Facebook is fun. Apart from its many flaws, you learn things about your friends you’d never know. In the current crisis, I’ve learned this:

  • The virus is real, it’s a global threat, the only hope is strict isolation.
  • It’s no worse than seasonal flu.
  • It’s a plot by Big Pharma to push a costly vaccine when there’s already a cure that’s cheap.
  • The cheap cure is no cure.
  • It’s a plot by China to undermine our economy.
  • We paid them to do it.
  • It doesn’t exist.
  • It’s a plot by Big Pharma.
  • If we let it alone, take no measures, and die, we’ll all become immune.
  • It’s worse than anyone thinks it is.
  • It’s a scheme by Bill Gates to force vaccination, implanting microchips in the world population to establish a totalitarian state under Agenda 21.

 And so on, with variations. In a sense, I’m pleased that I have such variety among my friends. I haven’t yet heard that it’s caused by the aliens living in the bowels of Mt. Shasta to thin the human population so they can find a parking space in San Francisco—I fully expect to hear that tomorrow.

 But this is not a post to belittle anyone’s theory. What I find noteworthy is the certainty.

 I see it in this issue, in the primaries, in just about every issue on the face of my iMac screen. There are few doubts, few maybes, few on-the-other-hands, but there’s a buffalo stampede of rock-solid, absolute, butt-naked CERTAINTIES. It seems as if you don’t have that certainty, you might as well be going out the door without your pants.
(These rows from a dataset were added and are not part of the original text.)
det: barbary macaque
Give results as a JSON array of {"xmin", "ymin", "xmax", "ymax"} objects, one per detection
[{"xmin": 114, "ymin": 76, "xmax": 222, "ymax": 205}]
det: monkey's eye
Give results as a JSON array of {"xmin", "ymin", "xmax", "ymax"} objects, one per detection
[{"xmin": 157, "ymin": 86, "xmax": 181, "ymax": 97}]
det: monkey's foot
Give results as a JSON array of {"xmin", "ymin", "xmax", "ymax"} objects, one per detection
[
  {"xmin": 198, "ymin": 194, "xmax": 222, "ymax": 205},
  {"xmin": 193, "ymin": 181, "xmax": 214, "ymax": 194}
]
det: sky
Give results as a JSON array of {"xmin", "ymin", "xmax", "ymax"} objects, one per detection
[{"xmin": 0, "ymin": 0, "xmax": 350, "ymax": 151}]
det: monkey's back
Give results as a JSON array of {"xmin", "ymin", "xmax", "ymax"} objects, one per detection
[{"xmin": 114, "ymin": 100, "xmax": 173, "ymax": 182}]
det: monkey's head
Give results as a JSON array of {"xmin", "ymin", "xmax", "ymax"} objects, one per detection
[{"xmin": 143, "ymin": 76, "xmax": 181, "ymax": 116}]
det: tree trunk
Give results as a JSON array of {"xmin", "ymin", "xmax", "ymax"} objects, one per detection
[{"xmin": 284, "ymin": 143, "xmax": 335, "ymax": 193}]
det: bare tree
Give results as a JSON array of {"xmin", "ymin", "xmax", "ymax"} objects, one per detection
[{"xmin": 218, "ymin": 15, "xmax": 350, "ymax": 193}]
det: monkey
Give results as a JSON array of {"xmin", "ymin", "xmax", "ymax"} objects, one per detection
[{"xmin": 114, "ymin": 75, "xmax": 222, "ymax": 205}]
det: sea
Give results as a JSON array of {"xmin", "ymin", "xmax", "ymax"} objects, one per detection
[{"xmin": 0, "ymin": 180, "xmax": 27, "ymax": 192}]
 I’ve seen almost no examples of an opinion being changed. Even if a hundred people tell you your mustache looks silly, damned if you’re gonna shave it off.

 I would have been a good dentist. Not that I mistrust my notions, but I probe for the cavities. I want to make sure that damn tooth is going to do its job as long as I need it. I’ve always been more critical of experimental theatre than mainstream because I have a greater stake in it. I’ve been more critical of progressive political rhetoric than reactionary drivel because I want it to succeed. The best scientists are those who forgo the easy headline and do everything possible to disprove what they most hope to prove.
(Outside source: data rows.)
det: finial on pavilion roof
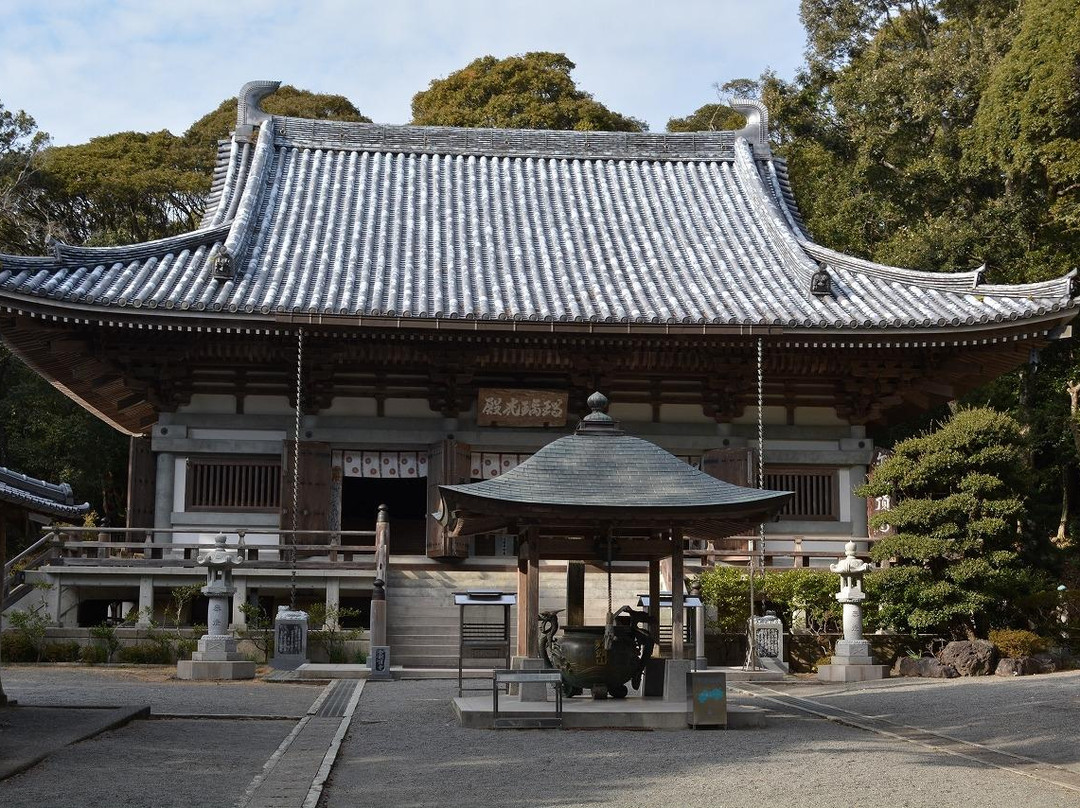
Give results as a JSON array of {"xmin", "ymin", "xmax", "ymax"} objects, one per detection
[
  {"xmin": 235, "ymin": 81, "xmax": 281, "ymax": 139},
  {"xmin": 578, "ymin": 392, "xmax": 622, "ymax": 434}
]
 In all the thoughts outlined above in regard to Covid-19, the simple fact (IMHO) is this: nobody knows. Granted, predictions have consequences, and people, states, nations, have to make decisions based on probabilities, whereas all I have to do is to decide if I’ll wear a mask (which I do) and vote in November. I can express an opinion on whether there’s a sentient God, but my opinion is only an identity-construct, with little effect on the Universe.

 So why the certainty?

 I guess we need it. Apart from practical decision-making, I think most of us are addicted to predicting the future. Even those who’ve grown up in poverty in America have lived a privileged life. We haven’t suffered carpet-bombing. We haven’t had armed squads come into town and line us up—in this century anyway. Even in epidemics, we haven’t had carts through the streets to bring out our dead. We have hunger, but we haven’t had mass starvation, and our mass murders have been in the dozens, not in the hundreds of thousands. We haven’t had civil war for a hundred and fifty years. We have racial strife, but not on the scale of Rwanda. We’re really babes in the woods when it comes to suffering as experienced in the world.

 So I’m not preaching a let’s-wait-and-see on any vital issue, only that we probe and prod our own firmly-held opinions and work hard to define the difference between “I think” and “I know.”